1. I've only used monorepo professionally once in a big org and it was SVN based 2. I'm going to look at monorepos from the perspective of git and github

The main argument I can think of in favor of monorepos, is to maintain the cohesion as high as possible between different parts of your system. For example, if you want to make a change to the load balancer regarding TTL, you can also go and make the same change in your API and your mobile clients and in the end you create one single PR and you have your tests run against that single revision.
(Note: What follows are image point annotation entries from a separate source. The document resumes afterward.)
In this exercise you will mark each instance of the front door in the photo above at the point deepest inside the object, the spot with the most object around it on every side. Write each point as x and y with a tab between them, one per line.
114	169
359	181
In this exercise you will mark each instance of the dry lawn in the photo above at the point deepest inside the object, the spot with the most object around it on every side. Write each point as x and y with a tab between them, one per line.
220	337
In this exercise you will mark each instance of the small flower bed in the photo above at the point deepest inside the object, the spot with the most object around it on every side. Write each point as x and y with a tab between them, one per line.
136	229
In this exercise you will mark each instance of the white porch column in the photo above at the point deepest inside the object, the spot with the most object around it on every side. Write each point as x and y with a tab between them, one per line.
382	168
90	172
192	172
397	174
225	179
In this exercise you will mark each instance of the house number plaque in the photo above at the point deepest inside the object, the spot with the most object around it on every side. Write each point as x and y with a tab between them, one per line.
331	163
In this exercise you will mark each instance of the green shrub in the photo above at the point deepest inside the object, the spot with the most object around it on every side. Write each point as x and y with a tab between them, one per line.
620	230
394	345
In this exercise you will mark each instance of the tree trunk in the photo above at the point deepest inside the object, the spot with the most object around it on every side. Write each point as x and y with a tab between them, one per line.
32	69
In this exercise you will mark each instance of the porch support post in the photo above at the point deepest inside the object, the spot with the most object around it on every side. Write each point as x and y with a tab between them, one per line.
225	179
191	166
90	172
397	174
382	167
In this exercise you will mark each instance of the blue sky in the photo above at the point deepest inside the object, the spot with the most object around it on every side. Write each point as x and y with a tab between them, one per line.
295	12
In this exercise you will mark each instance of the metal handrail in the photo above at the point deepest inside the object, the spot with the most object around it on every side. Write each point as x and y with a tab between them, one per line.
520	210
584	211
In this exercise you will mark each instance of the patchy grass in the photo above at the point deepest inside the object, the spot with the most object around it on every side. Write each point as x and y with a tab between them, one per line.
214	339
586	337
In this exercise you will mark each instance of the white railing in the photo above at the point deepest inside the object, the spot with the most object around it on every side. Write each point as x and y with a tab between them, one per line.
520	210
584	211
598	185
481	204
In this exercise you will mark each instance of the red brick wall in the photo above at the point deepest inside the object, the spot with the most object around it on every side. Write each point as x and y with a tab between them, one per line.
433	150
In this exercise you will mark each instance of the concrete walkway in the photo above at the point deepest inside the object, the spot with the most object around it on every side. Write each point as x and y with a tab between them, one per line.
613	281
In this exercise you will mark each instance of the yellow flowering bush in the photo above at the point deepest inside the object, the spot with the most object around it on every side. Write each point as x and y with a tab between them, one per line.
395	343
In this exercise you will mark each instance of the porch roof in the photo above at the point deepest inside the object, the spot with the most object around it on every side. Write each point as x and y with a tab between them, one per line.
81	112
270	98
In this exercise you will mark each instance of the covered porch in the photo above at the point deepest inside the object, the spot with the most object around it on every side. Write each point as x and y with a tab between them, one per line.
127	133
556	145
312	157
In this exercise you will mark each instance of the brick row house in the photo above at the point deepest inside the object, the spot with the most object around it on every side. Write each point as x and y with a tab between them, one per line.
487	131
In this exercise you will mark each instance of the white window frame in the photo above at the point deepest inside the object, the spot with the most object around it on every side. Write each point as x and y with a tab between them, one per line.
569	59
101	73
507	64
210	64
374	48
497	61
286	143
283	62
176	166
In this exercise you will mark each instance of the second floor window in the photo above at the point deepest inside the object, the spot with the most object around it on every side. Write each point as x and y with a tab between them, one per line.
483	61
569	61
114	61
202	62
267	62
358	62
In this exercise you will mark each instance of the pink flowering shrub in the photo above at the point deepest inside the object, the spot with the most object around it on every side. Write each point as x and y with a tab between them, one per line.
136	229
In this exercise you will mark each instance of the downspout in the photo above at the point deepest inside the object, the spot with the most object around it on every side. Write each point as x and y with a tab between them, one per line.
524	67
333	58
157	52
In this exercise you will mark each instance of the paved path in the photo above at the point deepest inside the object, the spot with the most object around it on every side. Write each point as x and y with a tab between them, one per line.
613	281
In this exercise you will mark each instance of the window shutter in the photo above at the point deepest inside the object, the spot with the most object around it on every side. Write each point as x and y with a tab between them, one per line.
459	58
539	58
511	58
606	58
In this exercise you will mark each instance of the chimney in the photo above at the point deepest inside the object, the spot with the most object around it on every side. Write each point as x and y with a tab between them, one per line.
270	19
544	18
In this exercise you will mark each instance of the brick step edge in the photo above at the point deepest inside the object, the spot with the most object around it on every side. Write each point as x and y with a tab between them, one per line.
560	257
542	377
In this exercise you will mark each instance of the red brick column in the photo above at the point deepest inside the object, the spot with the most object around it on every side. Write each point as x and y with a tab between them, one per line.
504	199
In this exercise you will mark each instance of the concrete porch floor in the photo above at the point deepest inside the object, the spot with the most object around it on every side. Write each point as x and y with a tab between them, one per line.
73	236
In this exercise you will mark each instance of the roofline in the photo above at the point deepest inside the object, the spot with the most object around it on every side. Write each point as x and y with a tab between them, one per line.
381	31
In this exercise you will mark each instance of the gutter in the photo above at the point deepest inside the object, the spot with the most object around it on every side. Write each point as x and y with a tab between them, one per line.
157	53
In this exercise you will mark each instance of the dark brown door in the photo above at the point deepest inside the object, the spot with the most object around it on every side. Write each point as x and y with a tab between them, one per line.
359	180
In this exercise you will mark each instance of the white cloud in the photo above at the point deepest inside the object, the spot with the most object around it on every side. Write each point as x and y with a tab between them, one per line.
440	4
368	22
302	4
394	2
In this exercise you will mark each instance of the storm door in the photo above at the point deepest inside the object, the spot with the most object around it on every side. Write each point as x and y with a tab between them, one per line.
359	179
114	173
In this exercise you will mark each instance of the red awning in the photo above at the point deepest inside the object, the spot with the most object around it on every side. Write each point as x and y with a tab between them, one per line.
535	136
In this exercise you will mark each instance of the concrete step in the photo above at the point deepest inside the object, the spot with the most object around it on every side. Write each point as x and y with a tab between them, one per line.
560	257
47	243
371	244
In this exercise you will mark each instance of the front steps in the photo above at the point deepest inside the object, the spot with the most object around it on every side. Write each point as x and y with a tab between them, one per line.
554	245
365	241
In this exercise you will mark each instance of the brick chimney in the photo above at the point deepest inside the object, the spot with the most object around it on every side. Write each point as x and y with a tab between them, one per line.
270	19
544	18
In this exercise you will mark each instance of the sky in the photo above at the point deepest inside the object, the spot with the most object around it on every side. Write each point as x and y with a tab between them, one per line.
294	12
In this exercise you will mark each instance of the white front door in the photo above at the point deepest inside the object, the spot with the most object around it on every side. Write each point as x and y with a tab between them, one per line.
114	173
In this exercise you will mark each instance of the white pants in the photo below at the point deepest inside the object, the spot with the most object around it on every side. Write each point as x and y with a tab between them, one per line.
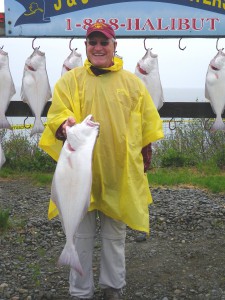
112	262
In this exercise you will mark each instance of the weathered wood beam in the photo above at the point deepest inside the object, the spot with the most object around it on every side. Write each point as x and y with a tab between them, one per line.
169	110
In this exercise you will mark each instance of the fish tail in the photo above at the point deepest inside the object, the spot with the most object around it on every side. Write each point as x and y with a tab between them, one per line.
218	125
38	127
69	256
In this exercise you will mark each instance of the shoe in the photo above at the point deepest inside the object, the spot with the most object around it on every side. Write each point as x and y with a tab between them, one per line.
112	294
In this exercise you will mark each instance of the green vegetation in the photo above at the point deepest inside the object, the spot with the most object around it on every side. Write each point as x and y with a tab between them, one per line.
190	155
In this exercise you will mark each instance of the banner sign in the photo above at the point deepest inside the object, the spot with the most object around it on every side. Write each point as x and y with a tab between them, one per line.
129	18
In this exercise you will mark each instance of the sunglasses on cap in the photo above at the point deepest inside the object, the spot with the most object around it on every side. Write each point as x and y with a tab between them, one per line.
94	43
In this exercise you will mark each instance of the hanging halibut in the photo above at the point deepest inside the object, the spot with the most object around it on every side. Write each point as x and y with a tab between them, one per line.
71	185
147	69
7	88
215	88
72	61
36	89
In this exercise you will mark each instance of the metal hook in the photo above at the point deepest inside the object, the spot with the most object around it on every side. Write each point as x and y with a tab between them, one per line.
70	45
217	45
175	125
180	46
145	45
33	44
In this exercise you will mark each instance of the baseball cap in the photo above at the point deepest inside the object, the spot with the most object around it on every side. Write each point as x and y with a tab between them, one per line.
104	28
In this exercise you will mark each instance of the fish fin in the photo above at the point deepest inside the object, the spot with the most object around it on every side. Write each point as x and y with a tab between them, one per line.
69	256
38	127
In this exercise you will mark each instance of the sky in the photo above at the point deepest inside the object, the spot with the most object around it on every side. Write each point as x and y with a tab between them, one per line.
178	69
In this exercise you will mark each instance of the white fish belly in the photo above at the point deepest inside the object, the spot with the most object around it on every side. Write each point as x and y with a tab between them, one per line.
35	92
72	187
7	90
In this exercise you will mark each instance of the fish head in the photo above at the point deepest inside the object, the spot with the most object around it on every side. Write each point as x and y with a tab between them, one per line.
80	133
218	62
74	60
149	61
3	58
36	60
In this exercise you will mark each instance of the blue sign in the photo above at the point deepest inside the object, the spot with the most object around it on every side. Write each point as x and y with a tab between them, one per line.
134	18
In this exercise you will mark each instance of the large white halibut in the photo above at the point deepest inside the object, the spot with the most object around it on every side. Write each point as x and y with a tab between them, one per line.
147	69
36	89
72	61
72	181
7	88
215	88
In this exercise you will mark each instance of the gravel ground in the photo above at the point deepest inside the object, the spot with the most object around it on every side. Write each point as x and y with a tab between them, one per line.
184	257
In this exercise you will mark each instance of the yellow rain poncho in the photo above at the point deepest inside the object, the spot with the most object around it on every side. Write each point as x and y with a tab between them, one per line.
128	119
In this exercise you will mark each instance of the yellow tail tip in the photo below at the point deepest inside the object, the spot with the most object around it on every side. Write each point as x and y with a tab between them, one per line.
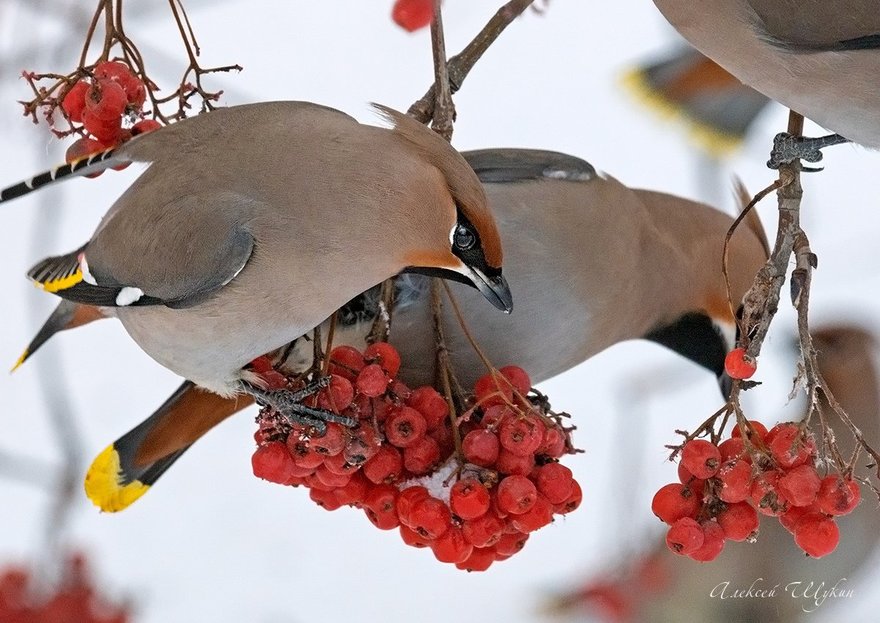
20	361
104	483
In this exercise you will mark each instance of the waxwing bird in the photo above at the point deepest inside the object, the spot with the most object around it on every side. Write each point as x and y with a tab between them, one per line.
253	223
716	108
818	58
593	263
Compare and contrast the same scenario in the traditional multi-repo approach: You make your changes to your `infra` repo, then you make the same change in your `api`, `android-client`, `ios-client` repos and in you create 4 PRs, that need to be reviewed at the same time. Which one would you prefer to do?

Potential arguments against are:

1. Too much noise - If multiple people are working on the same repo, you'd be getting emails for PRs for parts of the code that you may not care about.

2. Longer clone/pull times - In the same vain as before, the initial `git clone` and maybe every `git pull` after that will be bringing in a lot of code that you may not care about, increasing the time of each operation and increasing your frustration.

3. Access control - How do you limit who has write access to which part of your repo? AFAIK this isn't possible in git but it may be possible with codeowners in github, I don't know.

4. Organization - How do you structure your monorepo? Do you know in advance how many components it's going to have? How is a restructuring going to affect your history and/or dependencies between different components of your code?

5. History and code sharing - With a monorepo it's more difficult to share/open source just part of your code and keep the history intact.

Having said all that, I think the monorepo is a good match at a service level, not at an organization level. I know Google and Facebook have gone all in at an org level, but first of all they don't use git and second, they have the luxury and the resources to make it work for their use case. At a service level you should have a good idea of your boundaries, your applications and your infrastructure and assuming a relatively small engineering team (~10-12 people) eventually everyone would be confident enough with all parts of your system.

Personally I really like the idea of having one hash define the entire state of the world. I have a few common utilities that I use across my projects and I find it too annoying to keep them all up-to-date between different repos. I hope that eventually I will find some time (or be annoyed enough) that I will converge everything in one repo.